The transition from RAG-based Q&A chatbots to agents required significant architectural rethinking. Early 2024 was dominated by systems that retrieved help center articles upfront and stuffed them into prompts. Agent architectures instead provide search tools and let the model discover relevant information progressively as needed.

Enterprise customers working with Anthropic benefit from Claude's lower hallucination rates compared to competing models and Claude's willingness to say "I don't know" rather than fabricating answers—critical for domains like legal, healthcare, and financial services where accuracy is paramount. Anthropic's partnerships, particularly with AWS Bedrock, address enterprise deployment and compliance requirements.

The speaker emphasizes that successful production agents require the right level of abstraction from frameworks and SDKs. Many teams get into trouble using libraries they don't understand sufficiently. Production frameworks must provide control and flexibility—allowing teams to swap prompts, customize tools, and implement multi-agent architectures when needed—rather than imposing overly opinionated scaffolding.

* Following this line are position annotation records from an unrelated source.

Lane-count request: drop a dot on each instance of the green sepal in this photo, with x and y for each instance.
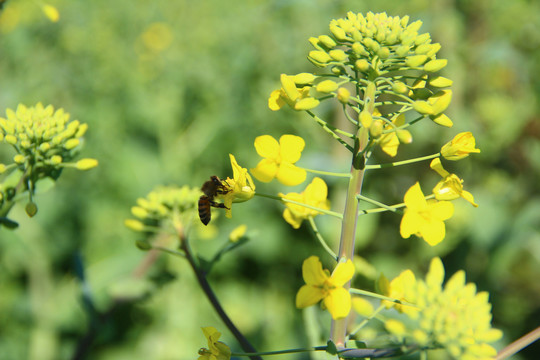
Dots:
(382, 285)
(31, 209)
(8, 223)
(331, 348)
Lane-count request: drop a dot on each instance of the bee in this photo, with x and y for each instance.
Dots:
(210, 188)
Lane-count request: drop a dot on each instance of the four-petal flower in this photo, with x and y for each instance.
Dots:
(279, 159)
(320, 285)
(424, 218)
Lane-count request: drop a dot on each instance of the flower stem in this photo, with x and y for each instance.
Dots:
(328, 212)
(404, 162)
(326, 172)
(321, 239)
(205, 286)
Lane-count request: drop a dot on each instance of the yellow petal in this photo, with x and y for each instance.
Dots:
(291, 218)
(267, 147)
(290, 175)
(338, 303)
(288, 85)
(275, 102)
(441, 210)
(265, 171)
(343, 272)
(291, 147)
(308, 295)
(433, 232)
(312, 271)
(414, 198)
(410, 223)
(437, 166)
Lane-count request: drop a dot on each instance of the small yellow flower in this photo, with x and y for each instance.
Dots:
(296, 98)
(240, 188)
(451, 186)
(314, 195)
(423, 218)
(389, 142)
(460, 146)
(217, 350)
(398, 287)
(279, 159)
(320, 285)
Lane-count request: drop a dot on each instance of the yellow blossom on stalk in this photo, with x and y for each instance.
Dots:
(296, 98)
(314, 195)
(424, 218)
(279, 159)
(451, 186)
(217, 350)
(453, 316)
(390, 141)
(240, 188)
(460, 146)
(397, 289)
(320, 285)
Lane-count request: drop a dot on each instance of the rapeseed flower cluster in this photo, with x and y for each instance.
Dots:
(455, 316)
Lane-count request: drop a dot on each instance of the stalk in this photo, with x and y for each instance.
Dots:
(338, 330)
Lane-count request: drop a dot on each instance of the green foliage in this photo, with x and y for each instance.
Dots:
(168, 89)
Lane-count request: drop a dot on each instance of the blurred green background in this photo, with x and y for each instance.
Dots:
(169, 88)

## Future Directions and Predictions

Looking ahead to 2025-2026, the speaker predicts that if 2025 was "the year of agents," 2026 will be "the year of giving agents access to computers." Most business problems can be mapped to computational problems solvable by agents with file system access, code execution capabilities, and browser/GUI interaction tools. This generalizes agent utility far beyond software engineering to any domain where professionals use computers—legal document analysis, financial modeling, scientific research, and beyond.

The field is moving from viewing LLMs as collaborators (the 2025 paradigm) toward LLMs as pioneers capable of working on problems humans haven't solved or don't have time for—potentially making progress on fundamental questions in biology, mathematics, and physics. This vision, articulated in Anthropic CEO Dario Amodei's essay "Machines of Love and Grace," drives the company's research direction and safety focus.

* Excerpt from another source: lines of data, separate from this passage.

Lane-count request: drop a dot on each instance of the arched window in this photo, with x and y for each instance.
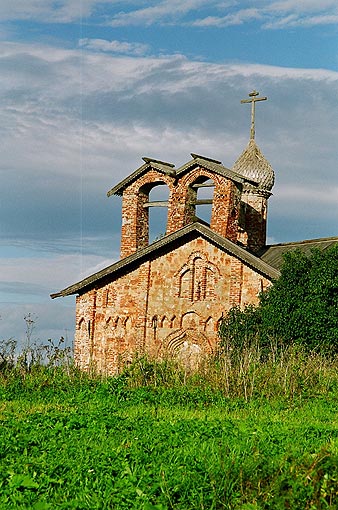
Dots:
(202, 196)
(157, 209)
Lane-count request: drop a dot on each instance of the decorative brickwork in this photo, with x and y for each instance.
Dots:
(152, 313)
(168, 299)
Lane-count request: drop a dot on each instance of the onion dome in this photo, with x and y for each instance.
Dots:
(253, 165)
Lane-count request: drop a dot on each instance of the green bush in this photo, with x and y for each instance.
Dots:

For practitioners, the takeaway is that production LLMOps is maturing from prompt engineering for single calls toward systems engineering for agentic architectures. Success requires understanding context management, tool design, progressive disclosure, error recovery, and cost optimization at the system level rather than optimizing individual prompts in isolation. The infrastructure is becoming sufficiently robust that teams can focus on domain-specific problems rather than rebuilding fundamental agentic capabilities from scratch.